Tim gains access to the rebel camp where Rocio is being held and learns that she is being used as the personal sex slave for the rebel leader, El Alacran ('the scorpion' - Gerardo Taracena), and along with others is required to mash coca leaves with her feet to produce cocaine which funds the rebel war against the Colombian government. Tim comes across Rocio while she is doing this at the end of the day, and whispers her name, to which she eventually responds.

Later that evening after Tim has located Rocio sleeping in El Alacran's hut, Tim is forced to kill him while freeing Rocio. Tim and Rocio, under cover of darkness, make their way back through the jungle undergrowth to the boat and then the designated pick up point with Jorge and Vampiro are waiting. Despite the rebels being in hot pursuit and firing on them, having discovered their fearless leaders lifeless body, Tim brings Rocio back to freedom. Before they part, he gives her back the necklace Miguel gave him earlier. Rocio wakes in a hospital bed when she is finally reunited with her father and brother, and the family later return home to Honduras. Stay in your seat for a 'Special Message' given by Jim Caviezel about three minutes after the end credits have begun to roll. 
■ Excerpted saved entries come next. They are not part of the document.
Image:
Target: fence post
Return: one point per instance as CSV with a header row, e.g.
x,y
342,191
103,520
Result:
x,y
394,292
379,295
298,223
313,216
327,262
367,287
It's easy to see why this movie has resonated with audiences more than it has with critics. From an audience perspective this is a real life telling of a sombre, at times heart wrenching, thought provoking issue writ large on a global scale that for the most part we get to hear very little about as we go about our daily lives. It's not until a film like this comes along that slaps you around the face and tells you to wake up and do something about the fact that there are now more people enslaved today than at any other time in our history, including when slavery was legal. From a critical standpoint this film is a procedural cops & robbers story that has more in common with the TV series of the last ten or fifteen years a la 'Criminal Minds' et al. That said Jim Caviezel is well cast as Tim Ballard and gives a nuanced performance, and Bill Camp as the constant stogie smoking, whisky swilling and wise cracking sidekick Vampiro also holds his own here. And as for Director Alejandro Monteverde, he has crafted a well made thriller that tells an important story that will give you something to think about long after the end credits have rolled. 

'Sound of Freedom' merits four claps of the Odeon Online clapperboard from a possible five claps.